[Tfug] Poor NFS write performance with Linux

Fri Jan 6 02:40:31 MST 2012

I'm looking for some tips and suggestions to improve the dismal
performance I am currently seeing with NFSv4 writes.

This setup is at home between my desktop PC and my file/Myth server.
As far as I can tell, everything is operating correctly from a
hardware perspective.  The machines are on a gigabit Ethernet network,
both are using the same 64bit Linux 3.1.5 kernel, and both are running
Debian.  The desktop PC is configured with XFS file systems on LVM on
encryption on non-Linux software RAID-0.  The file server is similar
with XFS file systems on LVM on encryption on Linux software RAID-5.

NFS read performance is not super, though I could live with it.  NFS
write performance, however, is truly abysmal.  I've run some simple
read/write throughput and timing tests between the machines and I
think they show enough to rule out LVM, encryption, and RAID as
culprits.  The tests were done with two data sets: a single 160 MB
file and an 18 MB directory tree containing 920 files and directories.
 I ran each test five times and averaged, but as these were simple
tests I did not do anything to factor out the cache except by doing
multiple runs.  The one exception is the large file NFS copy from the
server to the desktop computer where I did have to fool the I/O layer
into giving me fresh data each time, otherwise the test was cache
dominated and meaningless.  In the tests, "TO remote" is a transfer
from my desktop machine to the server, and "FROM remote" is a transfer
from the server to my desktop machine, and all commands were executed
on the desktop machine.  For comparison, along with NFS I/O I also
timed FTP and scp transfers.  Times were acquired with the external
'time' utility, not the bash built-in version.  Here is the data
(rates are given as megabytes/second):

Copy 160.79 MB single file TO remote
FTP     108.3600 MB/s
scp      58.5560 MB/s
NFS cp   32.2751 MB/s

Copy 160.79 MB single file FROM remote
FTP     109.3809 MB/s
scp      55.3684 MB/s
NFS cp   77.6763 MB/s

Copy 17.84 MB tree (920 files and directories) TO remote
FTP       9.1206 MB/s
scp       2.5551 MB/s
NFS cp    0.2052 MB/s

Copy 17.84 MB tree (920 files and directories) FROM remote
FTP       8.1017 MB/s
scp       8.4710 MB/s
NFS cp   16.8056 MB/s

Delete 17.84 MB tree (920 files and directories) on remote
NFS rm -r   16.18 seconds

The write performance when copying the directory tree to the server is
the most telling.  That test took about 87 seconds on average to
perform.  The time elapsed to delete that same tree with 'rm -r' was
also extremely long, especially when that same operation, when done
locally, is finished in a fraction of a second.

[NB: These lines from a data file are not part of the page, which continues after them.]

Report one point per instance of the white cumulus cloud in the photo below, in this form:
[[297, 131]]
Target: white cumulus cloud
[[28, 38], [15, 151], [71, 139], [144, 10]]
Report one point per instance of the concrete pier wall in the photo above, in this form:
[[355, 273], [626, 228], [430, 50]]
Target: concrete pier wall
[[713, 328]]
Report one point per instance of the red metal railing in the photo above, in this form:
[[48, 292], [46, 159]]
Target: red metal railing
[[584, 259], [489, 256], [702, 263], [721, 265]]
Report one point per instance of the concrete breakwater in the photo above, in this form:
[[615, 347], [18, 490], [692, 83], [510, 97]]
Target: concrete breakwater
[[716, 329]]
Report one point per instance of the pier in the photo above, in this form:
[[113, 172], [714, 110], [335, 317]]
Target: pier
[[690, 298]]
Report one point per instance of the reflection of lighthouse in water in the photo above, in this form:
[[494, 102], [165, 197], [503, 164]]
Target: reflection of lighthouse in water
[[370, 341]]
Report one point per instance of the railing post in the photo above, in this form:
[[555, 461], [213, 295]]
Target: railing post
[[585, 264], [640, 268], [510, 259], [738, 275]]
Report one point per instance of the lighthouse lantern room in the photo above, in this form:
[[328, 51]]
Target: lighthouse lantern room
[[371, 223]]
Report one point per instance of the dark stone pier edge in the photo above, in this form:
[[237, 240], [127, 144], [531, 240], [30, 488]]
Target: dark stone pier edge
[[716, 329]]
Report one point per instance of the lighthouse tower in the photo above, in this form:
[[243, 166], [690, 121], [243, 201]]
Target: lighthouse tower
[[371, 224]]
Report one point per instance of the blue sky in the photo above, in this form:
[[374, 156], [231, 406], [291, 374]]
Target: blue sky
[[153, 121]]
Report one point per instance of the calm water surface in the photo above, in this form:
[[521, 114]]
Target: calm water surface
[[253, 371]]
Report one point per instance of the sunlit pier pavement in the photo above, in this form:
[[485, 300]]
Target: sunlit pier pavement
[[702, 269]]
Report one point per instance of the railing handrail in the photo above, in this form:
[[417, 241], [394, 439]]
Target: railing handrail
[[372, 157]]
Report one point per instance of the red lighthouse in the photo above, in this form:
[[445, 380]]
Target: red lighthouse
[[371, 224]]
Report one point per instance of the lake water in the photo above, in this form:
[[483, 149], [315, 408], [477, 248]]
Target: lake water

Google hasn't really been much help.  I found little information on
NFS performance tuning and what I did find was very old (NFSv3 was
new, for example) so NFSv4 specific information was almost
nonexistent.  What I did find indicated that fiddling with the rsize
and wsize values is a good thing to try, but I also found mention that
these values are sufficiently large on modern kernels and also that
they may be negotiated somehow between client and server.  At any
rate, the old documents talked about defaults in the 4K to 8K range
and perhaps trying 32K as a high value, but my system shows a default
value of 524288 for both parameters.  Other tips included checking
network statistics for errors, retransmissions, etc. but all of those
values look fine on my system.  I'm using TCP for the NFS protocol,
but the NFS howto indicates that on a properly configured network the
performance difference between TCP and UDP is negligible.

The most useful suggestion I found was to switch from synchronous
operation to asynchronous.  Async used to be the default, but it was
changed a number of years ago to sync because data integrity could be
subtly compromised without any noticeable error or indication under
certain circumstances.  I found a short thread from a couple of years
ago that said the difference between sync and async operation was
substantial in the write case, but it didn't give any numbers to back
it up.  That same thread also suggested using XFS over ext3 for better
write performance, perhaps on the order of about a +30% improvement,
but I am already using XFS.

I'm not sure if it is related, but I also encountered a "stale" data
issue while running these tests.  I read a text file on the server
over an NFS mount and then I edited it on the server via an SSH
session, but when I accessed it again (using diff) over the NFS mount
I was still seeing the old data.  Cat'ing it in the SSH session showed
the correct data, but diff kept showing the wrong thing several times.
 I finally cat'ed the file over the NFS mount and only then saw the
new data, and after that diff was okay.  Again, I don't know if it is
in any way related to the other NFS issue, and I'm pretty sure it's
not a common occurrence since I think I would have noticed it before.
It's somewhat troubling, though.

Okay, that was a bit long winded, but I hope thorough.  Does anybody
have any suggestions on what I can try or check to improve the NFS
write performance?  If necessary, I suppose I could try switching from
sync to async.  It used to be the default and the world didn't end,
but if there is a better solution then I'd rather do that.  After all,
it somewhat defeats the purpose of having a RAID-5 array to guard
against hardware failures if the software on those drives is munching
on the data anyway.

Even though this is at home, once I get another workstation repaired
at work, 2+ computers there will be sharing a lot of data over NFS and
will be running similar software so I'd like to make sure I don't run
into the same problem there.

-- 
--John Gruenenfelder    Systems Manager, MKS Imaging Technology, LLC.
Try Weasel Reader for Palm OS  --  http://weaselreader.org
"This is the most fun I've had without being drenched in the blood
of my enemies!"
        --Sam of Sam & Max